Calorie labeling in fast food restaurants is part of the landscape, but is it making a difference in what customers buy? A study finds that it can, if people pay attention to the information.
Researchers compared purchases and calories among fast food diners in New York City in 2007, a year before calorie labeling legislation started and in 2009, nine months after it became law.
In 2007, 7,309 customers were surveyed, and in 2009, 8,489 people took part. Researchers conducted the study among 168 randomly selected restaurants among the top 11 fast food chains in the city.
Overall calories didn’t decrease in the meals purchased during both years. However, the 15% of customers who used the calorie information bought food that contained, on average, 106 fewer calories than food purchased by people who didn’t see or use the information.
Calorie differences were seen among some of the chains: at Au Bon Pain, overall calories went down by 14.4%; at McDonald’s they decreased by 5.3%; and at KFC they declined by 6.4%. These chains made up 42% of all the customers surveyed.
Those calorie reductions, write the authors, may be chalked up to the restaurants having broader menus and more choices than others. Some of those choices were even advertised as being lower in calories--Au Bon Pain, for example, began offering a “Portions” menu in 2008 that, according to its website, includes items that are “nutritious, healthy [and] low in calories,” as in less than 200.

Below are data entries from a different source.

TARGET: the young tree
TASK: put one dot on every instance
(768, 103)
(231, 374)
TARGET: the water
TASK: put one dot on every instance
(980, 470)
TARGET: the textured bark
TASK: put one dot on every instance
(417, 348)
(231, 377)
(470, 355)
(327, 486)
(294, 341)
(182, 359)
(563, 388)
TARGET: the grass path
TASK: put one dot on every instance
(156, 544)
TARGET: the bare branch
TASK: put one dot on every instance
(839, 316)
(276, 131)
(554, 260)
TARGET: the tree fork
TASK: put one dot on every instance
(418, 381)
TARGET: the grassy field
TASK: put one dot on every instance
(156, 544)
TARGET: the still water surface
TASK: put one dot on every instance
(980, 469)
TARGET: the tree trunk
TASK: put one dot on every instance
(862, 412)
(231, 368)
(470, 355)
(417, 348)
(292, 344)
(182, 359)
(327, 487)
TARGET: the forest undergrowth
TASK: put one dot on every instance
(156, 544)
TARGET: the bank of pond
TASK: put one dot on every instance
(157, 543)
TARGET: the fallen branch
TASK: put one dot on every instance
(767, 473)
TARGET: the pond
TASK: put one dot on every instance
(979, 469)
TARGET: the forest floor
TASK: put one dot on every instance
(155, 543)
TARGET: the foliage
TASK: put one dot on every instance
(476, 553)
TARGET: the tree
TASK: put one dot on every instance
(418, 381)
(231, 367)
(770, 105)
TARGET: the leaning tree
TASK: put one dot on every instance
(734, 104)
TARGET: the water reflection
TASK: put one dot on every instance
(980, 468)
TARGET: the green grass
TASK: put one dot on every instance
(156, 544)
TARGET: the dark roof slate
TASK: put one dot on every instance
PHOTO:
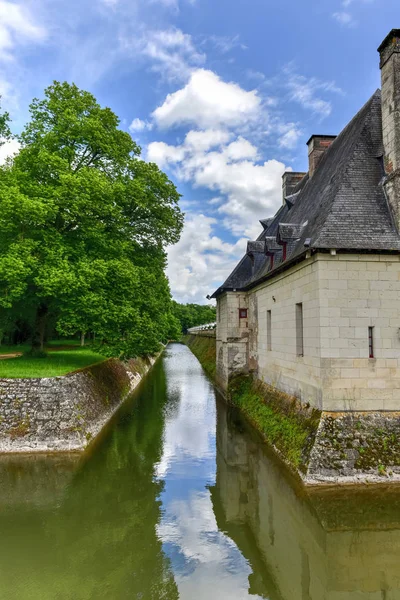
(343, 206)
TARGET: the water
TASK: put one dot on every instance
(179, 498)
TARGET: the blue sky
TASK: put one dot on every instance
(222, 94)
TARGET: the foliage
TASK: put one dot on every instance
(191, 315)
(279, 418)
(84, 224)
(55, 363)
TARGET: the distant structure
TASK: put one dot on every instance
(313, 308)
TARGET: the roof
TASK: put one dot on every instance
(343, 206)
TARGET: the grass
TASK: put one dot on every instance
(281, 420)
(57, 362)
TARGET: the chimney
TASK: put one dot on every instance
(289, 181)
(389, 52)
(317, 146)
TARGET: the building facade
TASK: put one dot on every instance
(313, 308)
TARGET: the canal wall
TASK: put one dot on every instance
(323, 448)
(202, 344)
(59, 414)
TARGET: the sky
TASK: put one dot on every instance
(221, 94)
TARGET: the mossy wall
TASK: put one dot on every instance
(285, 423)
(64, 413)
(204, 348)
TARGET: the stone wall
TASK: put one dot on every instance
(64, 413)
(357, 292)
(341, 296)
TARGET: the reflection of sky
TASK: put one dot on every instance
(206, 563)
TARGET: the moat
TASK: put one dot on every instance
(179, 498)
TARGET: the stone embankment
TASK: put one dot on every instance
(62, 414)
(323, 448)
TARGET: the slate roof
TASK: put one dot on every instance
(343, 206)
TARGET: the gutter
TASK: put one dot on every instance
(297, 259)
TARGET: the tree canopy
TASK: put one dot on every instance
(84, 223)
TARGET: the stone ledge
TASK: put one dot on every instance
(63, 414)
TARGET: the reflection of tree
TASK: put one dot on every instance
(102, 542)
(233, 497)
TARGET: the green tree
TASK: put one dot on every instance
(84, 223)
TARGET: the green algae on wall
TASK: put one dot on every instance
(204, 348)
(283, 421)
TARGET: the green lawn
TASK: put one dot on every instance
(58, 362)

Customers at one chain, however, increased their calorie consumption. At Subway restaurants, average calorie consumption went up 17.8% The irony wasn’t lost on the researchers, who noted that the chain heavily promotes some of its subs as being low in calories and fat. Apparently that wasn’t enough to stop customers from buying the highly advertised (and higher in calories) $5 foot-long subs. The authors note that in 2007 one out of four Subway customers bought the $5 sandwich, while in 2009 it was three out of four.

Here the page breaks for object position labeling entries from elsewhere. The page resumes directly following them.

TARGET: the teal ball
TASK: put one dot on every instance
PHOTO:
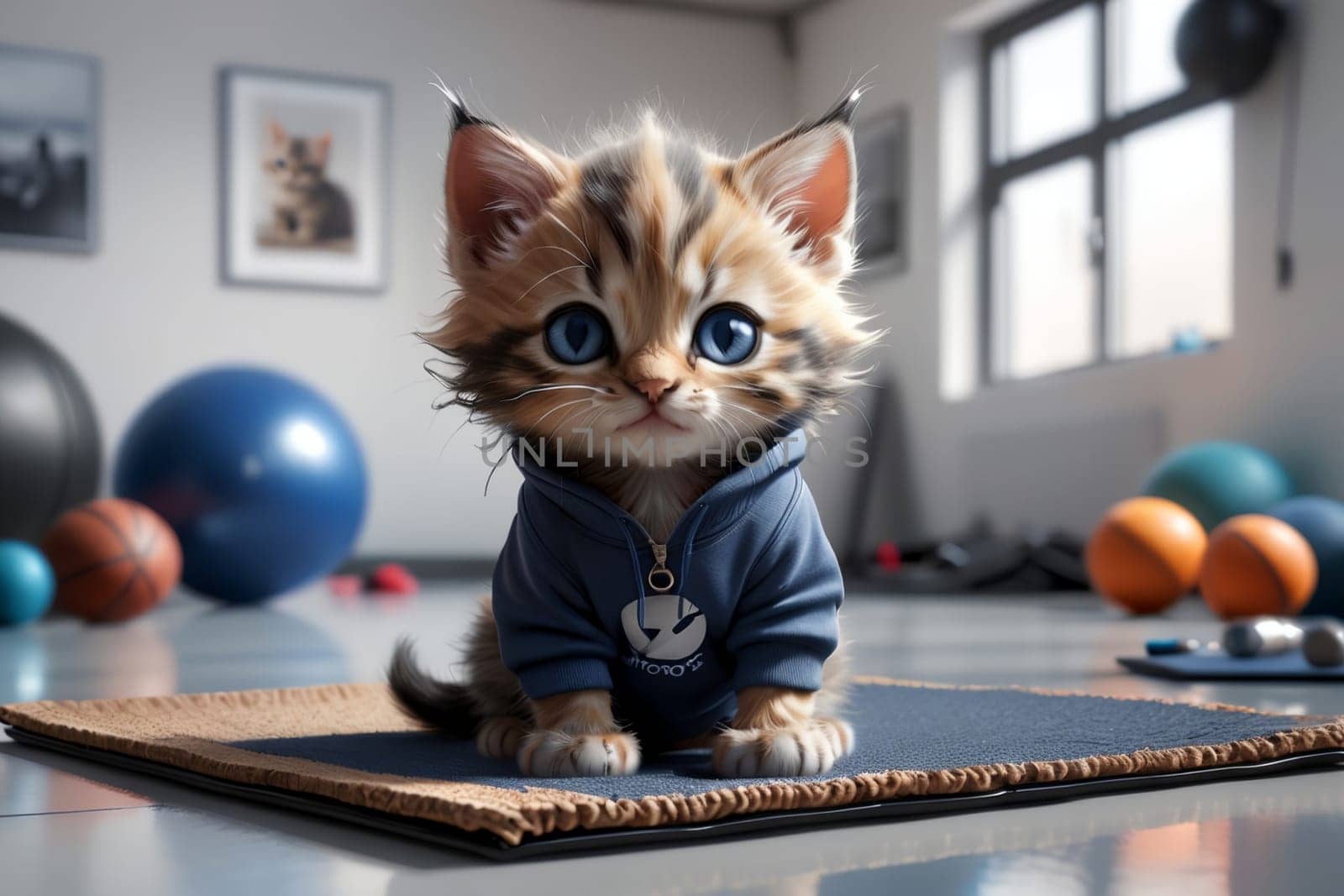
(1220, 479)
(1321, 523)
(27, 584)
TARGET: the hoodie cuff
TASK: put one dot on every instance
(564, 676)
(779, 667)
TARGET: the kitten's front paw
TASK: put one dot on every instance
(554, 754)
(501, 736)
(806, 748)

Previous studies on the influence of calorie labeling have shown mixed results--sometimes it makes a difference in overall calories consumed, sometimes it doesn’t. The authors of this study, published recently in the British Medical Journal, noted that calorie labeling legislation may compel restaurants to offer more healthful foods, or to lower the fat and calories in their most popular menu items. But, they add, calorie labeling alone won’t make enough of a difference in obesity rates--more needs to be done, including educating customers on how to understand and use nutritional information.